IET Microwaves, Antennas & Propagation (Jul 2021)
On temperature‐dependent small‐signal modelling of GaN HEMTs using artificial neural networks and support vector regression
Abstract
Abstract Machine learning‐based efficient temperature‐dependent small‐signal modelling approaches for GaN high electron mobility transistors (HEMTs) are presented by the authors here. The first method is an artificial neural network (ANN)‐based and makes use of the well‐known multilayer perceptron (MLP) architecture whereas the second technique is developed using support vector regression (SVR). The models are trained on a large set of measurement data obtained from a 2‐mm GaN‐on‐silicon device operating under varying operating conditions (bias voltages and ambient temperatures) over a wide frequency range of 0.1 to 20 GHz. An excellent agreement is found between the measured and the simulated S‐parameters for both models over the entire frequency range.

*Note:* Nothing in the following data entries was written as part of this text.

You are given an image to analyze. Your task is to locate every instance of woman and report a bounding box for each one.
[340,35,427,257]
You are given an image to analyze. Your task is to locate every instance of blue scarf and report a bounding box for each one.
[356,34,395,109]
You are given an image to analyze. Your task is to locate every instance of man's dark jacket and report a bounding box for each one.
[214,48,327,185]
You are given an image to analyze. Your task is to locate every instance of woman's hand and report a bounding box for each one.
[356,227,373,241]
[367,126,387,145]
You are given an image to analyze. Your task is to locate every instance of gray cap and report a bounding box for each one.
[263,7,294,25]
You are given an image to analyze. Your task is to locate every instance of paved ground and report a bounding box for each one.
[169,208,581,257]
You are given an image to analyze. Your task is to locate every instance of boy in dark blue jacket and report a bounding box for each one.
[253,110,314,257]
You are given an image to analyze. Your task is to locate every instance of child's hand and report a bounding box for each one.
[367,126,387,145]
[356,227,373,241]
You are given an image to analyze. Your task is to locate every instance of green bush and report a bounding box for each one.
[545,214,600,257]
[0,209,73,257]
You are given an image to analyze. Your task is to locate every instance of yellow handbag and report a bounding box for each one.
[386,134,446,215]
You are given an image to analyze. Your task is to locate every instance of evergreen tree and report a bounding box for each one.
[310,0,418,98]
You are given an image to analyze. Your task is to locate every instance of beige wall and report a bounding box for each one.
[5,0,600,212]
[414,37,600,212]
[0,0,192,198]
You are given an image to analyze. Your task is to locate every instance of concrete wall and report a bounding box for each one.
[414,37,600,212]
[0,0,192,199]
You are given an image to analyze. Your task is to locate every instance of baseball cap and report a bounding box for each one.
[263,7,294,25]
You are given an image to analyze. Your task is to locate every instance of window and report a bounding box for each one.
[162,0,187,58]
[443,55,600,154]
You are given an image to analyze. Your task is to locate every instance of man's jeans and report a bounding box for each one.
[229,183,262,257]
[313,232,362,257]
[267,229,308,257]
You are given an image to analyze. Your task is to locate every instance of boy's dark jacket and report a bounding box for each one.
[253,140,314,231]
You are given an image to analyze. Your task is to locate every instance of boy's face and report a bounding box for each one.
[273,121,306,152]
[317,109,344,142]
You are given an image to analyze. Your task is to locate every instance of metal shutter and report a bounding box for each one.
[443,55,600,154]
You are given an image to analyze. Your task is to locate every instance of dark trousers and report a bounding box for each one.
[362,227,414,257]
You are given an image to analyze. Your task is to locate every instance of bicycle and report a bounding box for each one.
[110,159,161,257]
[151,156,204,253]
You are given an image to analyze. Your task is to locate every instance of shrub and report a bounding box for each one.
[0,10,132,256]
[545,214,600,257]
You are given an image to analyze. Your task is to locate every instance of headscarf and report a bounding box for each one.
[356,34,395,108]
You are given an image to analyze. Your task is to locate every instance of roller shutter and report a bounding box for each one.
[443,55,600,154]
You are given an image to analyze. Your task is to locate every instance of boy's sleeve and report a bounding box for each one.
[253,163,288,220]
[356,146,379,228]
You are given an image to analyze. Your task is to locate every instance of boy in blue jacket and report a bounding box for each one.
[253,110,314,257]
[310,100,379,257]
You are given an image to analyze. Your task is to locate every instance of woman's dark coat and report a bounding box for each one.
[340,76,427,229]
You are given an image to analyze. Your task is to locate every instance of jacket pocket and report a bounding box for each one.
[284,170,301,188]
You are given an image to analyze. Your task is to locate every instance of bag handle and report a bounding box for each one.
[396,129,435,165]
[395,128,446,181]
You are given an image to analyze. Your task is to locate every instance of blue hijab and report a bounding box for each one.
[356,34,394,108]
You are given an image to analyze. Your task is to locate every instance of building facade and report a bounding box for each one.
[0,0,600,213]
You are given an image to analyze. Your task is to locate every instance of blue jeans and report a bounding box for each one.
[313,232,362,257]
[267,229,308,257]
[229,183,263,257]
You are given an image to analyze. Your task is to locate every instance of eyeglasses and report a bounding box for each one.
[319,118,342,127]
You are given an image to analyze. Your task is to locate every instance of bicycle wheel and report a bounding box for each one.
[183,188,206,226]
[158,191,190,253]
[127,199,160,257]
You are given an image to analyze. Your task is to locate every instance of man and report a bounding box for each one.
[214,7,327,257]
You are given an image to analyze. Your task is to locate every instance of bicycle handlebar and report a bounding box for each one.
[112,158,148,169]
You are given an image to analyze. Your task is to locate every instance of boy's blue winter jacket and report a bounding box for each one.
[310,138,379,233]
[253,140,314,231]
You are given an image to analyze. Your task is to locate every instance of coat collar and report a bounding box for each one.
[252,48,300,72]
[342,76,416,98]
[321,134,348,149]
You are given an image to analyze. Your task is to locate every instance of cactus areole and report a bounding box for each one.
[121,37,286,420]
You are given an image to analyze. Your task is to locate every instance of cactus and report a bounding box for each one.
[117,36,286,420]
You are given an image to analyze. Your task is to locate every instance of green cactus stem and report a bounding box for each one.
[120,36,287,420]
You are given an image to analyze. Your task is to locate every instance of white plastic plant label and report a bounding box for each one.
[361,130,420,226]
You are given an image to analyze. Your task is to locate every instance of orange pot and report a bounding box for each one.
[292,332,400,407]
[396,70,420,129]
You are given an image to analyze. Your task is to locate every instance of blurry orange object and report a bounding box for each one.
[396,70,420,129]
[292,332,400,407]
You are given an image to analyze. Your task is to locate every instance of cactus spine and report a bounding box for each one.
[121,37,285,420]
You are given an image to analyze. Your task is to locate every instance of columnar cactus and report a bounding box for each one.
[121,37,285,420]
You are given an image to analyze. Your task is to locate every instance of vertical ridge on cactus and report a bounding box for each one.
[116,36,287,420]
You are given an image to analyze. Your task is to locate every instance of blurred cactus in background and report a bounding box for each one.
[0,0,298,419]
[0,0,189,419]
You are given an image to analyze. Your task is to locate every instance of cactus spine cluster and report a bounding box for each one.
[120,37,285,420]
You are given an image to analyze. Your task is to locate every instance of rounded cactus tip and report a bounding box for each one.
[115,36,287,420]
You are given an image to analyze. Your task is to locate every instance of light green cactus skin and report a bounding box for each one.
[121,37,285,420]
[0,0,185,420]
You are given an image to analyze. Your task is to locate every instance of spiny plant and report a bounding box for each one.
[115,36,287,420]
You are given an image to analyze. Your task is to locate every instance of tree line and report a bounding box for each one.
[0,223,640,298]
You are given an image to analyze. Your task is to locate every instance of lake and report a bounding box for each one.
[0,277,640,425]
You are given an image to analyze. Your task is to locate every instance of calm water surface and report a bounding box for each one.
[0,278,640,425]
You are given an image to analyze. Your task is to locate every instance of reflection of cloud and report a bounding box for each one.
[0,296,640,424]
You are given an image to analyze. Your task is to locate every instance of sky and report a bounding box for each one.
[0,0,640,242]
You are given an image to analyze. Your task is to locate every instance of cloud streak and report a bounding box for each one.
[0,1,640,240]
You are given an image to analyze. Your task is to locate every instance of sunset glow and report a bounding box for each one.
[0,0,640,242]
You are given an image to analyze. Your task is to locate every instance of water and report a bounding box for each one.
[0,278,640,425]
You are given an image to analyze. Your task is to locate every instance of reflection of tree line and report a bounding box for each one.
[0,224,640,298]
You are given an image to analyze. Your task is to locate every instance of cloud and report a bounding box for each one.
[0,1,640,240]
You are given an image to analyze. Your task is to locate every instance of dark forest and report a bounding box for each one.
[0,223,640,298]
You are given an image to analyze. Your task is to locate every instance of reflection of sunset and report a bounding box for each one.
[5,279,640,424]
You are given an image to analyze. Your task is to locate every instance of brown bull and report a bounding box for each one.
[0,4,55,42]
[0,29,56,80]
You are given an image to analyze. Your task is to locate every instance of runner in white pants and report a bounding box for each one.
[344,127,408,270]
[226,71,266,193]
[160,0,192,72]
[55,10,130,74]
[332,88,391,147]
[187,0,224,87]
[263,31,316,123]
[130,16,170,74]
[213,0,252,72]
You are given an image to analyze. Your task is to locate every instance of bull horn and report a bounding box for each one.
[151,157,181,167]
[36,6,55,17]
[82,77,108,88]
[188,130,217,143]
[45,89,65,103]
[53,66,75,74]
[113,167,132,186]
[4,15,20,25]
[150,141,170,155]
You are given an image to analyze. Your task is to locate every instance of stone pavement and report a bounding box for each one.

It is identified that the training process and prediction capability of ANN is superior to SVR. However, the SVR is more robust when compared to the artificial neural network (ANN) in term of its sensitivity to local minima and uniqueness of the final solution. Subsequently, the performances of the proposed ANN‐ and SVR‐based models are improved by incorporating particle swarm optimization (PSO) in the model development process. The PSO improves the uniqueness of the ANN model whereas it enhances the performance of the SVR by optimising its control parameters. The proposed models exhibit very good accuracy and scalability.